Monday, July 11, 2016

Birth of a conversationalist

I was talking on the phone with my three-year-old granddaughter, who wanted to know what happened while we were canoeing (flipped the boat) and whether we got wet (yes) and then "How many wet?"

Very many wet. Every wet that it was possible to get. We got all the wet.

What charmed me about this conversation was not just her creative use of grammar but the fact that it was a real conversation, with two people asking questions and listening to answers and following up. For a long time our phone conversations were fairly one-sided and monosyllabic, but suddenly she's become an adept little conversationalist. How did this happen?

Of course she gets lots of practice. She's at the stage when she likes to give voice to her toys, making stuffed animals or toy trucks or Lego bricks talk to each other at great length. It's delightful to watch a small person learn to use language to form connections with a community, a skill I suppose most human people possess.

But then why do so many lose that skill as they age? I have students who don't know how to converse with me, which is perhaps understandable since I'm this big scary red-pen-wielding professor (even when my pens use green ink), but many of them don't seem to care about conversing with each other, except through their smart phones.

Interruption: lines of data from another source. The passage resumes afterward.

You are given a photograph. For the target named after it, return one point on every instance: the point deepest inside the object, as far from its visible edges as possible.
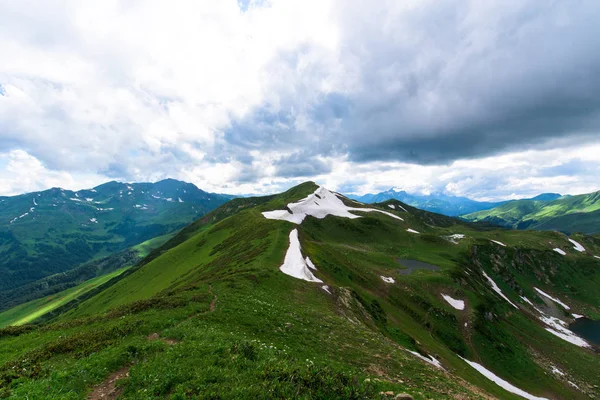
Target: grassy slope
(272, 335)
(28, 312)
(32, 310)
(579, 213)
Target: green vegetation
(55, 239)
(209, 315)
(567, 214)
(28, 312)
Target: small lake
(412, 265)
(587, 329)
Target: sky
(489, 100)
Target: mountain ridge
(578, 213)
(52, 231)
(491, 303)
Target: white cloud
(21, 172)
(223, 97)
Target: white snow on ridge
(293, 264)
(497, 289)
(566, 307)
(319, 204)
(526, 300)
(571, 338)
(501, 382)
(309, 263)
(458, 304)
(577, 246)
(431, 360)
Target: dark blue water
(587, 329)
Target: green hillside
(210, 314)
(567, 214)
(46, 233)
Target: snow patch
(319, 204)
(497, 289)
(293, 264)
(566, 307)
(458, 304)
(501, 382)
(557, 371)
(431, 360)
(572, 338)
(309, 263)
(577, 246)
(526, 300)
(559, 328)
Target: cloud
(21, 172)
(250, 96)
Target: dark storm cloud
(301, 164)
(445, 81)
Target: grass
(579, 213)
(28, 312)
(273, 336)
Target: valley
(329, 314)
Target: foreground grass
(273, 336)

I've been told that today's digital natives possess all kinds of finely honed communication skills, but if that's so, why is it so difficult sometimes to get them to respond to a simple Hello?

I realize that this complaint marks me as an old grump grumbling about kids these days!  But I'll tell you: one small child asking how many wet tells me more about the human family and our relationship with language than dozens of blank stares from texting students.